Governance involves the use of clear oversight into the decision-making process in which AI is involved. This must be addressed before it enters your regulated workflows.
The recent EU AI Act has made logging and governance a priority for global businesses. If not, they could face a fine of 7% in global turnover. Yet aside from this, comprehensive audit trails, AI-related or not, are known to increase compliance efficiency by 30%. Thus, using effective decision governance and the right frameworks must be planned and executed before they enter your regulated workflow, to increase efficiency and prevent regulatory backlash.
AI Decision Governance
When AI enters your workflow, it can promise the earth. Speed, the ability to scale quickly, and lightning-fast adaptability are all within your grasp. Yet using AI does not eliminate the concept of risk. Instead, it takes a different form than that which you may have been used to before.

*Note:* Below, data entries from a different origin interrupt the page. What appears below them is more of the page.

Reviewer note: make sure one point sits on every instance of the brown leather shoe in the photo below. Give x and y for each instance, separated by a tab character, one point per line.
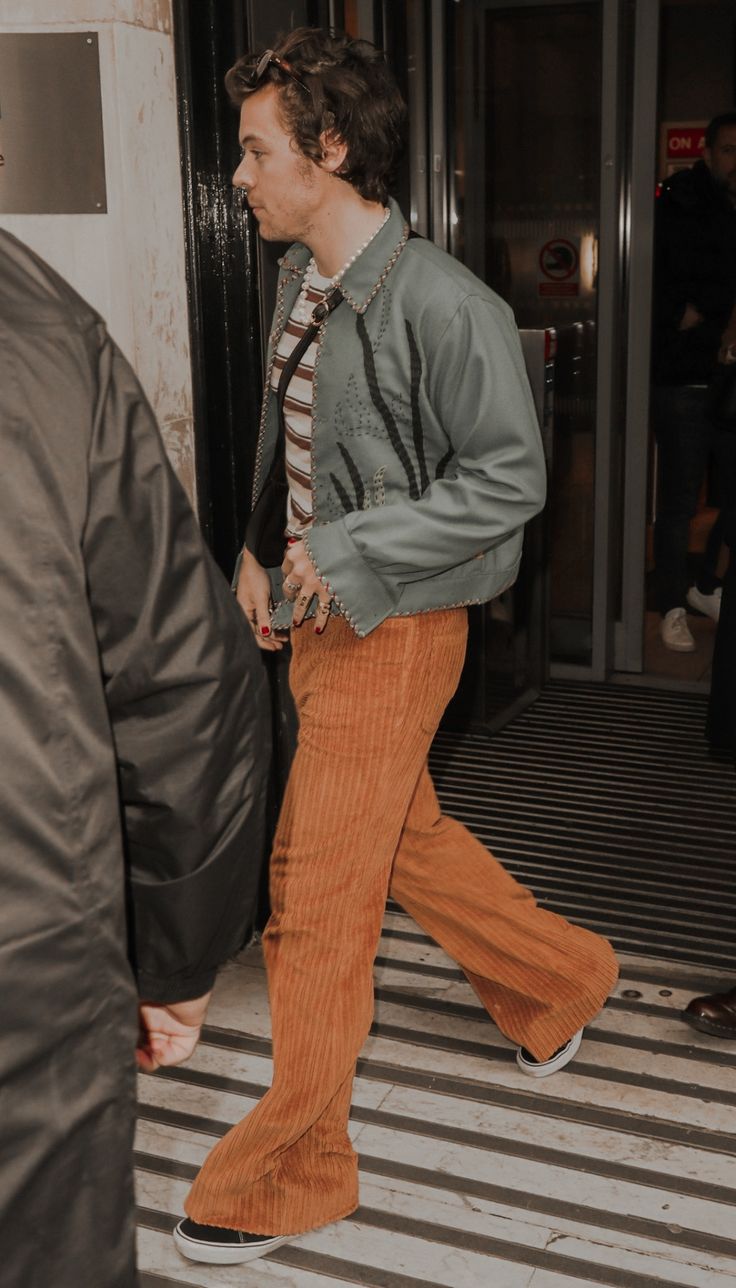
714	1014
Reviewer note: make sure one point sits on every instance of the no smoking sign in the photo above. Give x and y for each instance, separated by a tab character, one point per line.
560	268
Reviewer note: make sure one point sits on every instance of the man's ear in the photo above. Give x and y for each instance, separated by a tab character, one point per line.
334	152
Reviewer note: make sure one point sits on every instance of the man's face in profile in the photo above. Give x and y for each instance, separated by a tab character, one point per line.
721	160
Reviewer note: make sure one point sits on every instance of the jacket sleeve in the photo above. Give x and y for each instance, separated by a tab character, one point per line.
495	483
186	694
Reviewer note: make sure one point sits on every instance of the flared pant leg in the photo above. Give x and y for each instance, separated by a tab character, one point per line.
368	710
539	978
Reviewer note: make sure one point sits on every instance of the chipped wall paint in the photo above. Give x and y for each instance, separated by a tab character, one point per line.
129	263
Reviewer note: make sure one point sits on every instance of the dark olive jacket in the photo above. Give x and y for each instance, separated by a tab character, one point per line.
133	750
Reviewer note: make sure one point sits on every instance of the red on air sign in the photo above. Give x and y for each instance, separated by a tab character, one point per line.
685	143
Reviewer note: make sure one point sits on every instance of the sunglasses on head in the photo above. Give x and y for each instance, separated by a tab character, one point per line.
270	58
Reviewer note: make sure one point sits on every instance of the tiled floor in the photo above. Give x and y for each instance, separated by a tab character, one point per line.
619	1171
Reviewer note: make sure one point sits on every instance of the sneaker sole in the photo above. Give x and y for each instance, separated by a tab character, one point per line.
716	1031
221	1255
549	1067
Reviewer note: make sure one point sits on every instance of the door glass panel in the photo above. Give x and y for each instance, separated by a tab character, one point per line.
525	124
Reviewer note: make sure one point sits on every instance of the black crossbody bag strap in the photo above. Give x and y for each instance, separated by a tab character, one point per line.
264	533
321	312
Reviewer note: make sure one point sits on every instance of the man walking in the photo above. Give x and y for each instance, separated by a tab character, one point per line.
413	460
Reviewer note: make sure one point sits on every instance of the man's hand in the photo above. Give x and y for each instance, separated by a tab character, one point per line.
254	596
168	1034
300	585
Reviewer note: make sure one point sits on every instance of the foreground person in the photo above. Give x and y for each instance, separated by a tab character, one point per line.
132	732
414	460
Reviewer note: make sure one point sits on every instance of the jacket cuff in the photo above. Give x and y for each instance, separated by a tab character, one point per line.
342	568
165	992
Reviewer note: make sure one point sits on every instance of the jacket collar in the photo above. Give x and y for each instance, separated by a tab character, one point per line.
364	278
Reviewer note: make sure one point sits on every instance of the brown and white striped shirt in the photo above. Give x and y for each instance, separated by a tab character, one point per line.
298	412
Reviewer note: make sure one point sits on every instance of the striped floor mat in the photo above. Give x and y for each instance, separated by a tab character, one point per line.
609	804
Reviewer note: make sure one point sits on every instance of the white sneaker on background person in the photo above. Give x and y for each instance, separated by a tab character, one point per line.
676	633
708	604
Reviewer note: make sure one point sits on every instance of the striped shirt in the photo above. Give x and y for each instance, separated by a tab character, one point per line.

Generally, this stems from black box thinking. This is when the process used to reach a decision becomes unclear. With AI systems, people very often know what goes in, such as the data they provide, and then they see the outcome. Yet how this is reached, and what processes the AI uses, becomes unclear. This is where AI governance comes in.
AI decision governance is a set of standards that ensures AI systems are safe and ethical. It helps to provide oversight in research, development, and applications, eliminating bias and promoting fair practice. It can also help a company maintain regulatory compliance.
The Issues with AI
One issue is that AI works on data that goes into it, which is usually accrued by humans. This means they inherently contain biases and errors. The result is that AI can give incorrect information, which impacts not just your regulated workflow but the wider business brand and workforce. Strong governance helps reduce these risks, spotting and building procedures to mitigate them.
Another issue is that if AI enters systems that are already broken, it won't fix them. Instead, it could just amplify. This means that systems must be efficient and in place before AI decision-making enters the fray. This is another reason why an AI governance framework is essential. When regulated AI workflows enter your organisation, the question should not be how fast you can adopt, but how much you can trust the system at scale.
Why Transparency Is Essential
The key to this is transparency. When a company is open about how it uses AI in its workflows, it builds trust, not just of the company but of AI usage itself. Key details such as data sources, model processes, and algorithms should be understood and shared so that people can see what decisions have been made based on them.
An AI audit trail is a key part of this. This maps the entire lifecycle of an AI system and its place in your workflow. In many cases, they are essential for compliance with the EU AI Act and GDPR, which demand tamper-proof records of AI systems. Estimates are that only 28% of companies using AI are doing this so far.
What Does an AI Governance Framework Look Like?
An AI governance framework will differ depending on your organization, what it has implemented into its workflow, and even the AI you use. Yet it can be generally broken down into several different factors.
The first of these is organization. This addresses the basis for AI through best practice, and looks at people, processes, and data. It is about how oversight is gained while reducing risk and with a movement toward the company's goals.
Second to this are the legal and compliance pillars. These are the elements that ensure you don’t fall foul of fines due to government or industry standards being overlooked. Legal risk and strategies are included in this section. A company may need to start thinking about how they deploy legal protections, safeguards, and look forward to emerging trends, and how they will have to comply with legal regulations.
Lastly, ethics and transparency must be introduced. The processes involved must be explainable AI systems for the public, shareholders, and other stakeholders. Thus, accountability and structure must be built in at this point. This can include removing bias that may interfere with discrimination, cultural norms, sensitivity, and other related factors. Any decisions made must be easy to interpret. In many ways, this is the hardest of all sections, given the aforementioned black box nature of AI decision-making.
Thus, getting your regulated workflows in top condition and reducing issues to a minimum is imperative when considering AI. When you do bring these systems in to automate your workflow and the decision-making process, its governance must be first and foremost. Without it, your company will have a lack of transparency and accountability, which will impact all the stakeholders involved. Plan this from the start, implementing it into your overall work ethos, then bring it into AI systems and get the speed and scalability you desire.